You are ready to get pregnant. Now. Once you mentally prepare yourself, waiting is the last thing you want to do. This guide provides tips that will help make it more likely you’ll conceive soon after you start trying.
Get to Know Your Cycle. The biggest secret to getting pregnant is to know when you ovulate, and when to time intercourse in relation to ovulation. Ovulation occurs when an egg is released from your ovary, but women ovulate on different schedules. So how do you know when you ovulate?
Length of Your Cycle. First, you’ll need to know the length of your menstrual cycle. You calculate this by the number of days between your first day of full flow and the first day of your next full flow. For women with 28-day cycles, ovulation usually occurs around Day 14, plus or minus one to two days. If your cycle ranges between 24 to 34 days, you will normally ovulate between Days 13 and 20.
Timing is everything. Once you know your time of ovulation, getting busy is the next step. Since most women release an egg once each menstrual cycle, there are only a few days in each cycle that allow for pregnancy. Although many believe your most fertile days are 27 to 72 hours after ovulation, the best times are actually two days before and on the day of ovulation. This is because once you ovulate, your egg is most receptive to sperm for the next 12 to 24 hours--not 72. But if you have intercourse only on the day you ovulate, you will have only a 12-hour opportunity to conceive. Also, sperm can live three to five days, so ideally you want to have intercourse before you ovulate for the sperm to reach the fallopian tube, where fertilization occurs, before the egg. Make the sperm wait for the egg, not the other way around!
Detecting Ovulation. Popular methods to detect ovulation include tracking your basal body temperature (BBT) and cervical mucus and using ovulation prediction kits (OPKs).
Basal Body Temperature (BBT): But fertility doctors don’t recommend using Basal Body Temperature. BBT is the rate of your body temperature at rest and is influenced by the hormones in your body. Your BBT will decrease slightly right before ovulation and peak in temperature when ovulation has occurred. Although BBT is a great way to learn about your cycle, and to confirm that you have ovulated, using it to time intercourse is difficult, as once your temperature hits peak, ovulation has already occurred, and the best time for baby making is over. Too late! Also, many factors can affect your BBT, including irregular sleep patterns, unusual stress or exercise, and drinking coffee at night.

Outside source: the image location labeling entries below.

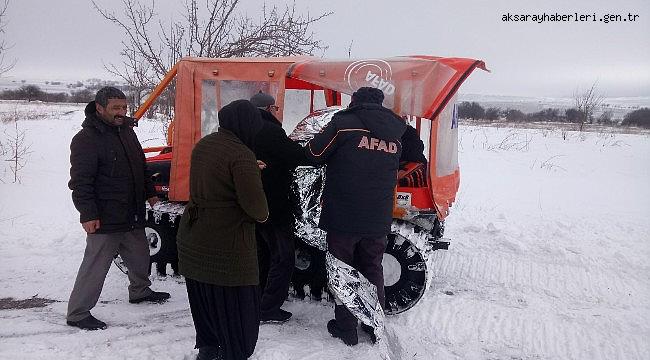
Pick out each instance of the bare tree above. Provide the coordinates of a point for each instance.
(17, 149)
(210, 28)
(4, 67)
(586, 102)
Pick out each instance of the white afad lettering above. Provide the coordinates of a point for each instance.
(377, 145)
(403, 199)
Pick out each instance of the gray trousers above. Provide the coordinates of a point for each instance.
(132, 246)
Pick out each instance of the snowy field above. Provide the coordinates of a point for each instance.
(549, 259)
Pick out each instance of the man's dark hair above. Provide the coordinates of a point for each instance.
(106, 93)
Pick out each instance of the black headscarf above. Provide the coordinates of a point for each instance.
(242, 119)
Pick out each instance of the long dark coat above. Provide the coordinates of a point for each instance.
(281, 156)
(216, 235)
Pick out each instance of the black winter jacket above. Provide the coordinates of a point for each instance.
(281, 156)
(361, 147)
(108, 175)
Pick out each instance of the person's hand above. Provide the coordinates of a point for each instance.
(91, 226)
(153, 200)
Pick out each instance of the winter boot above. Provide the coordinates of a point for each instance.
(370, 331)
(155, 296)
(280, 317)
(349, 337)
(209, 353)
(88, 323)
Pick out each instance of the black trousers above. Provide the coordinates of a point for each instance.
(278, 253)
(364, 253)
(225, 317)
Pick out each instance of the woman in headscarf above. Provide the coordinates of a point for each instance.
(216, 237)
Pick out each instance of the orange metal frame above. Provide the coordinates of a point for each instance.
(306, 73)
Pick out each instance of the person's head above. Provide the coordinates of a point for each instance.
(110, 103)
(264, 101)
(242, 119)
(367, 95)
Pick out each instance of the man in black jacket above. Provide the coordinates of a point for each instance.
(361, 147)
(276, 244)
(109, 184)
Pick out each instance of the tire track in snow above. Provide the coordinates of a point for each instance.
(474, 328)
(522, 307)
(589, 283)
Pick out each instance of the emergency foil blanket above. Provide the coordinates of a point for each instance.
(308, 182)
(356, 293)
(172, 209)
(346, 283)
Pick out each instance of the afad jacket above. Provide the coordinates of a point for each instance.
(361, 148)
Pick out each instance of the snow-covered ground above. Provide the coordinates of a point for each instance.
(549, 259)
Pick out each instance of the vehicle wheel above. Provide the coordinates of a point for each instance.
(162, 245)
(405, 274)
(309, 270)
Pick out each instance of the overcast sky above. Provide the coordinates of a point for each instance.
(68, 39)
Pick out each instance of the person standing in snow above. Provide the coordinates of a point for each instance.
(276, 245)
(217, 252)
(361, 147)
(110, 184)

Cervical Mucus: Just before ovulation, the consistency of your cervical mucus will become thinner and stretchy to allow sperm the best chance to swim through. After ovulation the consistency becomes a bit thicker again. In general, over your cycle, cervical mucus can go through the following phases, starting out sticky or dry, becoming creamy, then thinning to a wetter consistency around ovulation, and then becoming the texture of raw egg white during this time, and finally returning to sticky or dry. The wet and raw-egg stages signal ovulation is about to happen or happening, and timing intercourse during these phases can increase your chances of conceiving.

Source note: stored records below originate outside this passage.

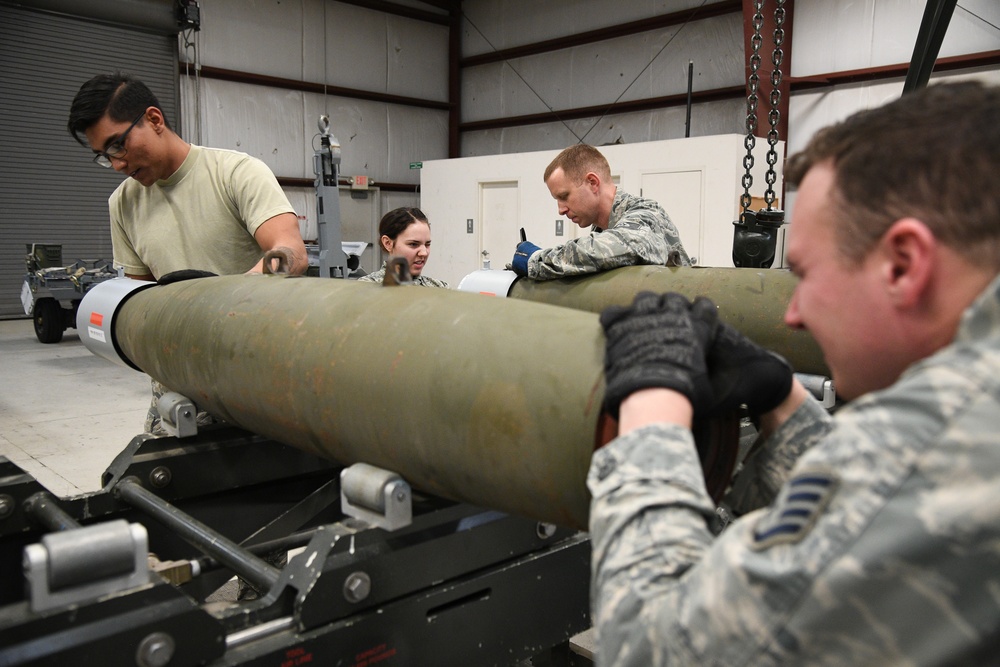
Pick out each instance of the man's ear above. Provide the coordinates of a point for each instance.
(908, 248)
(155, 119)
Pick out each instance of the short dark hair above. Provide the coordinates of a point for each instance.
(395, 221)
(933, 154)
(121, 96)
(577, 161)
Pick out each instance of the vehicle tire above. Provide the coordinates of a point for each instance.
(48, 321)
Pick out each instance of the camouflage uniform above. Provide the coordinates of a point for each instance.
(422, 280)
(882, 546)
(639, 232)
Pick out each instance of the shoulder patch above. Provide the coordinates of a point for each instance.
(801, 500)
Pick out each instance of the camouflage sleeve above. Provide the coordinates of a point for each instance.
(878, 549)
(639, 555)
(771, 460)
(629, 243)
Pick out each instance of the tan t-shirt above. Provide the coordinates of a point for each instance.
(202, 217)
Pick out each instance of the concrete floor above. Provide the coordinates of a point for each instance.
(65, 413)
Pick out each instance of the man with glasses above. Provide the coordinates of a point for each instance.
(182, 207)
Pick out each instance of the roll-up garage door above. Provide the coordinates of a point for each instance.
(50, 190)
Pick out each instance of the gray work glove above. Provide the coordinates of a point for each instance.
(743, 373)
(658, 341)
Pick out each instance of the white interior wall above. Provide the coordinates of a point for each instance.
(317, 41)
(594, 74)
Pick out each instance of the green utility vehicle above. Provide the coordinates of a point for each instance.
(52, 291)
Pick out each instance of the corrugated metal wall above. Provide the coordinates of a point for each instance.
(50, 191)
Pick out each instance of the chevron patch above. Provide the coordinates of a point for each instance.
(796, 509)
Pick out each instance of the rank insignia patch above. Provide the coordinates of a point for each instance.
(795, 510)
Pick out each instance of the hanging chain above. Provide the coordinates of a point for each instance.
(774, 115)
(753, 84)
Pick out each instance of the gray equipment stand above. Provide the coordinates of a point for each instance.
(326, 166)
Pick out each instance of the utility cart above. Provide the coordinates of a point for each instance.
(52, 291)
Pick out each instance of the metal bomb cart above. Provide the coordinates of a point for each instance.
(51, 292)
(387, 573)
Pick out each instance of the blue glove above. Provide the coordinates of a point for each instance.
(525, 249)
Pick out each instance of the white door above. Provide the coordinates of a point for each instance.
(680, 195)
(498, 216)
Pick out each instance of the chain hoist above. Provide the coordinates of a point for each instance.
(755, 236)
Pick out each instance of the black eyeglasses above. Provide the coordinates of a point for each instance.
(117, 148)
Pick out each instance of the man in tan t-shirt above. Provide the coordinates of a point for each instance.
(182, 206)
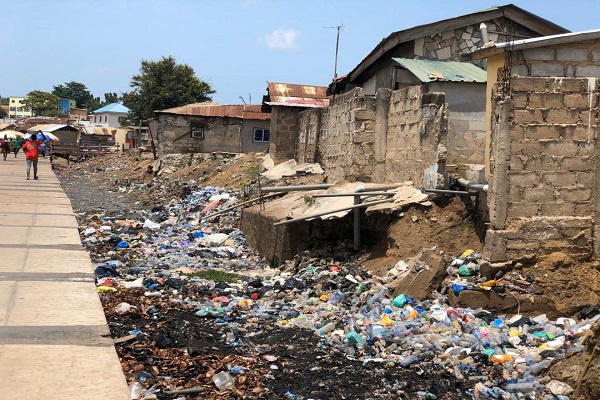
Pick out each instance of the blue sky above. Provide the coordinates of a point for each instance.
(235, 45)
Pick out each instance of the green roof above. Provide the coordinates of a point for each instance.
(444, 71)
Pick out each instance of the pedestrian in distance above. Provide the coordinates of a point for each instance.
(31, 154)
(16, 146)
(5, 147)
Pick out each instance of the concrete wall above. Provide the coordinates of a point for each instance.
(416, 136)
(224, 134)
(310, 130)
(284, 132)
(543, 169)
(390, 137)
(466, 120)
(566, 60)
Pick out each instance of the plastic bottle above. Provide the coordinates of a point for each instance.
(523, 387)
(223, 380)
(406, 361)
(135, 390)
(326, 328)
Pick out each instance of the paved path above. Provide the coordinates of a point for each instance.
(54, 341)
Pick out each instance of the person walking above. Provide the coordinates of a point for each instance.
(31, 154)
(16, 146)
(5, 147)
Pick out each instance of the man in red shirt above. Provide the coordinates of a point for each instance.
(31, 154)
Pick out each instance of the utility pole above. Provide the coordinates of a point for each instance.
(337, 45)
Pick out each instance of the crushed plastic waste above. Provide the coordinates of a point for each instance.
(173, 257)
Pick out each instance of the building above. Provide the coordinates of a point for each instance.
(17, 109)
(285, 102)
(210, 127)
(444, 40)
(111, 115)
(543, 147)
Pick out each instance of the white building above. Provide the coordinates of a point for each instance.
(16, 108)
(110, 115)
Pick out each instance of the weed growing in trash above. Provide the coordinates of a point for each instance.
(214, 275)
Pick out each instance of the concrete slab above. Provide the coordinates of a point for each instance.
(54, 340)
(49, 303)
(60, 372)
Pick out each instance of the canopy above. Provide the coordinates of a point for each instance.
(10, 134)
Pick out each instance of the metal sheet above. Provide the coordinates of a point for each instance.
(444, 71)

Tracking cervical mucus doesn’t work for everyone. For example, women with PCOS may have ovulation-type mucus several times in a cycle. Also, antihistamines and some fertility treatment drugs, such as Clomid, dry up mucus. See your fertility specialist if you never get mucus with the consistency indicating ovulation, in case that may be one of the reasons for your infertility. In any case, you might want to confirm that you’re indeed about to ovulate with an ovulation predictor kit, and you might also want to confirm that you actually ovulate by getting a single progesterone blood test after ovulation from your doctor.
Ovulation Predictor Kits.OPKs use test strips to detect levels of luteinizing hormone, or LH, in your urine. When LH surges, a woman usually ovulates within 12 to 36 hours. You should begin testing two to three days before the day you expect to ovulate and continue until the test indicates that you are on the verge of ovulating. If your cycle is irregular, you can start testing on day 11. The best time to have intercourse is two to three days prior to ovulation, the day of a positive OPK reading, and the day after the positive OPK.
Ovulation Predictor Kit’s don’t work for everyone. OPK’s may not work well for 5% to 10% of women, because the OPK dipstick has trouble detecting their particular LH. If you don’t have regular menstrual cycles, or the kit has not identified ovulation over two menstrual cycles, your fertility doctor can confirm whether you have ovulated with a blood test for serum progesterone, the hormone that prepares the lining of your uterus for the embryo to implant.